I cinesi, così come i francesi, gli inglesi, gli americani e i russi, sanno bene che l’Africa è ricca di materie prime: parliamo di petrolio, gas, carbone ma anche di risorse minerarie come oro, diamanti e litio. Quest’ultimo è indispensabile per la transizione ecologica, in quanto permette di costruire veicoli elettrici. Di fronte a ciò, ogni grande potenza ha un approccio differente: in passato, Francia e Gran Bretagna hanno cercato di impossessarsi di tali risorse con la forza; poi, gli Stati Uniti hanno fornito aiuti allo sviluppo, per ottenere in cambio materie prime, mentre la Russia ha investito sul rafforzamento degli eserciti (uscirà un focus anche su questo). L’approccio cinese invece è molto diverso e, soprattutto, ha poco a che fare con la politica di un determinato paese. È più pragmatico: non importa chi sia al governo, cosa stia facendo e di chi sia alleato. Ciò che conta è che il paese abbia materie prime che la Cina è in grado di controllare.
Ora, la Cina esporta in Africa ben più di quanto importa. Ad esempio, se andiamo a vedere l’importazione di petrolio dall’Africa, notiamo che nel periodo 2019-2023 c’è stato persino un decremento da parte dei maggiori esportatori di petrolio verso la Cina, come Angola (-20%), Gabon (-45%), Camerun (-52%), Libia (-54%), Nigeria (-61%), Sudan (-67%) e Sud Sudan (-77%). In alcuni casi parliamo di una discesa importante, controbilanciata solo dal boom del Chad con un +78%. Se però andiamo a vedere l’export di minerali e metalli dall’Africa verso la Cina, si nota un boom: passiamo dai 15B di $ nel 2010 ai 50B di $ nel 2021. E non solo: la Cina sta costruendo centrali atte a raffinare il litio. Nel 2023, sono state costruite in Zimbabwe, Nigeria e Marocco. Un altro aspetto riguarda le materie prime agricole: la Cina importa il 30% degli avocado prodotti in Kenya, e parte del caffè prodotto in Etiopia e in Ruanda.

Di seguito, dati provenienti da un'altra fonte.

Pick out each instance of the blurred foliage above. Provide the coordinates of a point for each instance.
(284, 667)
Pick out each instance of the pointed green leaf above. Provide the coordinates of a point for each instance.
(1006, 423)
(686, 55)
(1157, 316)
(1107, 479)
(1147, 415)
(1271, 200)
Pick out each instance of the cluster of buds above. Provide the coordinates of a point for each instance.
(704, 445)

Ovviamente, per poter estrapolare materie prime, c’è bisogno di avere adeguate infrastrutture per trasportarlo. Per questo, la Cina ha investito in asfaltatura delle arterie stradali, ma anche in costruzione di ponti, ferrovie e ammodernamento di porti per ampliarne la capacità. Per fare esempi concreti, i cinesi hanno interessi nel porto di Port Sudan, importante nodo nel mar Rosso, e per questo stanno costruendo una ferrovia che colleghi la città costiera con la capitale Khartoum. O ancora, vista l’influenza che la Cina ha nel porto di Djibouti, è stata recentemente inaugurata una ferrovia che collega la città ad Addis Abeba, capitale dell’Etiopia, il più grande paese africano senza sbocco sul mare. Un altro esempio riguarda l’ampliamento del porto di Dar es Salaam, in Tanzania, che rappresenta un punto nevralgico del commercio anche per paesi confinanti come Uganda, Ruanda e Burundi. Infine, la Cina sta dando contributi ad alcuni paesi anche per asfaltare le strade.

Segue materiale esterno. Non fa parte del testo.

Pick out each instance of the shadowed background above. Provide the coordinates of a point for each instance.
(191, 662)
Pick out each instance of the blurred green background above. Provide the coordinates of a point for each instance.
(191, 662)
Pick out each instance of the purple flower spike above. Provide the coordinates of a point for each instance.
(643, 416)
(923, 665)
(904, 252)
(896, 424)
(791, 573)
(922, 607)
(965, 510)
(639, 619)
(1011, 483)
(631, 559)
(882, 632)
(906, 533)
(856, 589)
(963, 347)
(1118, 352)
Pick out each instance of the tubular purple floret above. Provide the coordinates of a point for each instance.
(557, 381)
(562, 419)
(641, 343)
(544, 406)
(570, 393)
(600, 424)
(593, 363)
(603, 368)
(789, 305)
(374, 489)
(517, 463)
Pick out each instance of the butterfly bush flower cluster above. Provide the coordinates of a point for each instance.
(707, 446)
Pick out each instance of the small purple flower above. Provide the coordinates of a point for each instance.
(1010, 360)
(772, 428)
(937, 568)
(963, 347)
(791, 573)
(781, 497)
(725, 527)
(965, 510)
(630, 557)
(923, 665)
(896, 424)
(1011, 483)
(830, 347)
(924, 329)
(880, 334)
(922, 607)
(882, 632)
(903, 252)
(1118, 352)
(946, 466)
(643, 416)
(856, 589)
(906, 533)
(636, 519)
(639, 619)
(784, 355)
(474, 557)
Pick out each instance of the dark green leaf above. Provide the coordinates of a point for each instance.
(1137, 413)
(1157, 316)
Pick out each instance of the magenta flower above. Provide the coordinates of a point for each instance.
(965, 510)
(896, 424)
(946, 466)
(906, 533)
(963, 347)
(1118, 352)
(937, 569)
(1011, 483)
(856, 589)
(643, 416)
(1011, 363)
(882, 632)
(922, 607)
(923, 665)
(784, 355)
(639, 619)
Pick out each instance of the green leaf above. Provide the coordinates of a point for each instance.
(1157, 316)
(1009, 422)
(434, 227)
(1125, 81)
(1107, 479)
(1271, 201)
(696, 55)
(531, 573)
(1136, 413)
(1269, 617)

Un altro settore in cui la Cina sta investendo è quello energetico. L’obiettivo è quello di dotare i paesi di energie rinnovabili, in particolar modo di energia solare, eolica e idroelettrica, in modo da stabilizzare la fruizione di corrente elettrica nelle zone di cui ha bisogno. In questo modo, la Cina può aiutare i paesi a lavorare sulla transizione verde, e può assicurarsi il controllo di parte dell’energia dei paesi. Infine, un altro investimento cinese è a favore delle banche locali: la Cina concede prestiti e liquidità in modo da rendere il più stabili possibili i paesi africani. Stabilità finanziaria vuol dire maggiori possibilità di investimento, ma può anche voler dire aumentare la dipendenza di questi paesi. Per questo può essere rischioso.
Per concludere, l’aumento dell’influenza cinese in Africa è un aspetto positivo o negativo? Se guardiamo il fine, in effetti si tratta di un’operazione molto egoistica: la Cina vuole estrapolare altre risorse dal continente africano e aumentare la propria influenza nei paesi, in quello che può quasi sembrare un colonialismo gentile. Al contempo, però, non si può che valutare positivamente la costruzione di infrastrutture nel continente, perché si tratta di un buon modo per permettere ai paesi di svilupparsi. Possiamo quindi dire che “il mezzo giustifica il fine”? Non proprio: anche se molti paesi africani dichiarano di volersi emancipare dalle potenze europee per ottenere maggiore sovranità, anche quella cinese rappresenta una limitazione, per l’influenza che la Cina vuole avere su alcuni paesi. Quindi, come si è detto per anni per i paesi europei, un’entità in grado di rappresentare i paesi africani insieme può controbilanciare questa influenza. Esiste già l’Unione Africana, nata nello spirito del panafricanismo che però deve rafforzarsi, ed esistono realtà locali come l’ECOWAS (Comunità Economica degli stati dell’Africa Occidentale) e l’EAC (Comunità est africana), in grado di avere potenzialità economiche. Ovviamente, ogni processo deve iniziare dal basso e non può essere imposto dall’alto.